There, let me know how plausible that was as an ITT attempt for “people who have different views [than I do] about how valuable incremental empiricism is”.
Forgot to reply to this at the time, but I think this is a pretty good ITT. (I think there’s probably some additional argument that people would make about why this isn’t just an isolated analogy, but rather a more generally-applicable argument, but it does seem to be a fairly central example of that generally-applicable argument.)
I think people who value empirical alignment work now probably think that (to some extent) we can predict at a high level what future problems we might face (contrasting with “there’d have been no hope whatsoever of identifying all the key problems in advance just based on theory”). Obviously this is a spectrum, but I think the chip fab analogy is I think further towards people believing there are unknown unknowns in the problem space than people at OpenAI are (e.g. OpenAI people possibly think outer alignment and inner alignment capture all of the kinds of problems we’ll face).
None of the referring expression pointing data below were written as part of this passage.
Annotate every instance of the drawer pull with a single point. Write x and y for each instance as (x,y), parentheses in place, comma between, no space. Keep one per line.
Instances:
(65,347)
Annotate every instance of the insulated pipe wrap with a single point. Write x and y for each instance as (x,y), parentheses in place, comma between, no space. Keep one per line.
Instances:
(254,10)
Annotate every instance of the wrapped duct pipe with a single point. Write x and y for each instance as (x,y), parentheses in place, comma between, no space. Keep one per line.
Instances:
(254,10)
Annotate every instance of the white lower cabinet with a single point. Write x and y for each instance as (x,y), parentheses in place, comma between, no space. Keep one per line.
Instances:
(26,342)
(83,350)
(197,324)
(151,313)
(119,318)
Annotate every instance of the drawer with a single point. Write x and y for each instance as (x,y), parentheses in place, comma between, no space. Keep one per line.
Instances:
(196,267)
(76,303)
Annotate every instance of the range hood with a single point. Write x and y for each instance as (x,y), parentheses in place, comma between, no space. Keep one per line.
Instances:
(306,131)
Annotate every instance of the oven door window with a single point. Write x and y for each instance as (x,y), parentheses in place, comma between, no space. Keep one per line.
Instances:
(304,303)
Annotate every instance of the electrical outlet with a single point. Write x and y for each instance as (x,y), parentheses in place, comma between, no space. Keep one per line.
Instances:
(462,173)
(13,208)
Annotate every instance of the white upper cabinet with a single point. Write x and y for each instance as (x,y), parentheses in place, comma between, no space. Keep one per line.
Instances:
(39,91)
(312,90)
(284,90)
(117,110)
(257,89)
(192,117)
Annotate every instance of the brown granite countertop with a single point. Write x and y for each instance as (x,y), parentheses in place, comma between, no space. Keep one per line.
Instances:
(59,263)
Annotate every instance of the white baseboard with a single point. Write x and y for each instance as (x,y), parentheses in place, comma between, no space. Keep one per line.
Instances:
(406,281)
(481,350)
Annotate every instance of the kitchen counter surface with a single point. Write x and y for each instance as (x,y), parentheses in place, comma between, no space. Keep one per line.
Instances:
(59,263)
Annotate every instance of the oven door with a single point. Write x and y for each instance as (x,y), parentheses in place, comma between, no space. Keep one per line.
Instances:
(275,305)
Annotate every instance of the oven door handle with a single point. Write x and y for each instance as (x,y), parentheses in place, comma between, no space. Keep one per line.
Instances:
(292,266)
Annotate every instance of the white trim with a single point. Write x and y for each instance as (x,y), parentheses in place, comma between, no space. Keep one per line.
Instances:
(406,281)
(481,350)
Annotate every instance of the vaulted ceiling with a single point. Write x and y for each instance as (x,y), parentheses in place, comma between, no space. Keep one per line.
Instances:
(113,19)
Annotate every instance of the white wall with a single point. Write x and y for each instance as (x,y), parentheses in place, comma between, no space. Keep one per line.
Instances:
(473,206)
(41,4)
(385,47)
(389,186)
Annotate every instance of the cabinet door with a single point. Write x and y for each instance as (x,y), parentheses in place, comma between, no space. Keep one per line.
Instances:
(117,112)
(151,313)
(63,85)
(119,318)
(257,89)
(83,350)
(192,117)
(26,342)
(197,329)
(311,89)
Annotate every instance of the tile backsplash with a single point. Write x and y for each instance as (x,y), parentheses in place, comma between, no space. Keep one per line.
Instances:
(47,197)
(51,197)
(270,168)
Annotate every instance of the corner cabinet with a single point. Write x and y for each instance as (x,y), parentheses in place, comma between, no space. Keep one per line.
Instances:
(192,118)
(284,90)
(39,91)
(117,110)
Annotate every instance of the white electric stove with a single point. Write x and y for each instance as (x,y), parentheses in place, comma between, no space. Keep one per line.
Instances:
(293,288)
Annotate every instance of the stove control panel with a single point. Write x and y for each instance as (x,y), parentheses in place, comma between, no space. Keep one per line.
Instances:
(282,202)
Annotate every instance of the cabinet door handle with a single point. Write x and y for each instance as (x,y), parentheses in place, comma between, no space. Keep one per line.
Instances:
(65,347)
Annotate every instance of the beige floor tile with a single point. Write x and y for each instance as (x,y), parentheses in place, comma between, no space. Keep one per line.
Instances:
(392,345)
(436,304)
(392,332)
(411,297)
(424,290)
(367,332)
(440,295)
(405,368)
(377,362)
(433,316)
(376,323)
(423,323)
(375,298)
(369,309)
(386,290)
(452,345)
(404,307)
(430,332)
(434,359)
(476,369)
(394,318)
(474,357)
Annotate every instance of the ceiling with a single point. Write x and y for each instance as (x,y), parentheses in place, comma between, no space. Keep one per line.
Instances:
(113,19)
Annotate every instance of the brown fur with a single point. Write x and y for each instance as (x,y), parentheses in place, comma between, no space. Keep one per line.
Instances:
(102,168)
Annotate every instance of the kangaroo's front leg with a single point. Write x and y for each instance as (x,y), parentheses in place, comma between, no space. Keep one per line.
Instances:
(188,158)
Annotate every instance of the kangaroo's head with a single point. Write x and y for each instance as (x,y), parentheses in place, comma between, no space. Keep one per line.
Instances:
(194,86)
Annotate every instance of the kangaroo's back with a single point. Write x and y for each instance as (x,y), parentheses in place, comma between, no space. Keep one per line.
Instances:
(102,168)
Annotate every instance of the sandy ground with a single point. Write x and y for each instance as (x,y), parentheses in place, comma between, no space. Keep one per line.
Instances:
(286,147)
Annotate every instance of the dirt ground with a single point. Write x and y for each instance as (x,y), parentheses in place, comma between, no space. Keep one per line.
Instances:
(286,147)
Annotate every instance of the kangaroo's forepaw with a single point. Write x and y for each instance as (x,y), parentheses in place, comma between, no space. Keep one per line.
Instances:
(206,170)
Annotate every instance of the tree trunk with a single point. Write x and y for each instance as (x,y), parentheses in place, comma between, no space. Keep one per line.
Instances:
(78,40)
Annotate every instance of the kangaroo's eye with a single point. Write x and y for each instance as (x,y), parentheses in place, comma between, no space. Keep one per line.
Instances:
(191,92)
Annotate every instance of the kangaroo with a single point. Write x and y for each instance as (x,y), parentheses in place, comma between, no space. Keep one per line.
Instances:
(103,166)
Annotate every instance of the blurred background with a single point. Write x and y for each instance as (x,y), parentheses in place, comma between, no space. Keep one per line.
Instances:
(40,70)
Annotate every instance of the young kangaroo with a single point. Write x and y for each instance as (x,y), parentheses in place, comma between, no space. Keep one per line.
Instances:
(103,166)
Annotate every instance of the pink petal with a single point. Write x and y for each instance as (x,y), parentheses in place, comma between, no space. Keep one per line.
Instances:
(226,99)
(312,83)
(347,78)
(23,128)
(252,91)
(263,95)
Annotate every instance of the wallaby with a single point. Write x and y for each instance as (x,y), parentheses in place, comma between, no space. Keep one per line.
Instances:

However, they probably don’t believe you can work on solutions to those problems without being able to empirically demonstrate those problems and hence iterate on them (and again one could probably appeal to a track record here of most proposed solutions to problems not working unless they were developed by iterating on the actual problem). We can maybe vaguely postulate what the solutions could look like (they would say), but it’s going to be much better to try and actually implement solutions on versions of the problem we can demonstrate, and iterate from there. (Note that they probably also perhaps try and produce demonstrations of the problems such that they can then work on those solutions, but this is still all empirical).
Otherwise I do think your ITT does seem reasonable to me, although I don’t think I’d put myself in the class of people you’re trying to ITT, so that’s not much evidence.
I am confused. How does RLHF help with outer alignment? Isn’t optimizing fur human approval the classical outer-alignment problem? (e.g. tiling the universe with smiling faces)
I don’t think the argument for RLHF runs through outer alignment. I think it has to run through using it as a lens to study how models generalize, and eliciting misalignment (i.e. the points about empirical data that you mentioned, I just don’t understand where the inner/outer alignment distinction comes from in this context)
RLHF helps with outer alignment because it leads to rewards which more accurately reflect human preferences than the hard-coded reward functions (including the classic specification gaming examples, but also intrinsic motivation functions like curiosity and empowerment) which are used to train agents in the absence of RLHF.
The smiley faces example feels confusing as a “classic” outer alignment problem because AGIs won’t be trained on a reward function anywhere near as limited as smiley faces. An alternative like “AGIs are trained on a reward function in which all behavior on a wide range of tasks is classified by humans as good or bad” feels more realistic, but also lacks the intuitive force of the smiley face example—it’s much less clear in this example why generalization will go badly, given the breadth of the data collected.
I think the smiling example is much more analogous than you are making it out here. I think the basic argument for “this just encourages taking control of the reward” or “this just encourages deception” goes through the same way.
Like, RLHF is not some magical “we have definitely figured out whether a behavior is really good or bad” signal, it’s historically been just some contractors thinking for like a minute about whether a thing is fine. I don’t think there is less bayesian evidence conveyed by people smiling (like, the variance in smiling is greater than the variance in RLHF approval, and so the amount of information conveyed is actually more), so I don’t buy that RLHF conveys more about human preferences in any meaningful way.